Augmented 10-X Header Data
Download the data
Description
This dataset captures all of the information in the header section of 10-K/Qs (and all variants) filed on EDGAR and appends some additional features. The headers appear in the required ".txt" filing, which includes the complete filing, and are demarcated with the tags <SEC-Header> </SEC-Header> or <IMS-Header></IMS-Header>. The additional features--such as latitude, longitude, and population--are based on the business address zip code as reported in the filing. Appended data for non-U.S. addresses is missing. Although the filing format is essentially stable over its entire history, a few structural quirks are worth noting:
- Early periods (pre-1999) included a field labeled SROS, presumably self-regulatory organizations, that indicated exchange listing (e.g., NASD, NYSE). I have not included this field in the dataset.
- The ACCEPTANCE-DATETIME field did not begin appearing until 20020515 (and therefore is missing in prior periods).
- In cases where data are taken directly from the form, missing values are simply blank. In other cases involving derived data, -99 is used for missing values. For the boolean variables, 0 is used for missing.

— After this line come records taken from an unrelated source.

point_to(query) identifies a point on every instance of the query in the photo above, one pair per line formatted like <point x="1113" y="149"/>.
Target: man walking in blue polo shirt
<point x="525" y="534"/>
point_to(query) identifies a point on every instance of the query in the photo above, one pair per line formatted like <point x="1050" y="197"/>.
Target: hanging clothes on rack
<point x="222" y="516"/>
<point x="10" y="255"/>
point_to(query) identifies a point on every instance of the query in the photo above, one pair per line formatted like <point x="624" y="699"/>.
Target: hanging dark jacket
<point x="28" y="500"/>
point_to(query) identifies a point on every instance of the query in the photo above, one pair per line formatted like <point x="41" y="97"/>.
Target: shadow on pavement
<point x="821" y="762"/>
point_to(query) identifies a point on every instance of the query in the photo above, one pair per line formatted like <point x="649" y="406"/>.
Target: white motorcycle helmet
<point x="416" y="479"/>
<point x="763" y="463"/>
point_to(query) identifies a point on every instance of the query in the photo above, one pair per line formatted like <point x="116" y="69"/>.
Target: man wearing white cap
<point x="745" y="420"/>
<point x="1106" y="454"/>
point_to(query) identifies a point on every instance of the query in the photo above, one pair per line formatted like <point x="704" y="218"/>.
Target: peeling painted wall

- Certain companies, primarily regulated utilities, will file the same form for multiple, but related, firms with all of the filers listed as a <FILER> field in each document. Descriptive data for each FILER field is recorded for each filing, which creates records that are unique with respect to the cik of the specific filing, but duplicated across the multiple filings. We account for this phenomenon in the "number-of-filers" and "filer-number" fields described in the Data section below.
Data
The file is in csv format, which is easily imported into Excel, Stata, or any other software. The first record is a header with the variable names. The following list describes each variable as they appear sequentially for a given record. There are more than 1.4 million records. The fields below are sequence number, variable name, variable label, EDGAR field, and source.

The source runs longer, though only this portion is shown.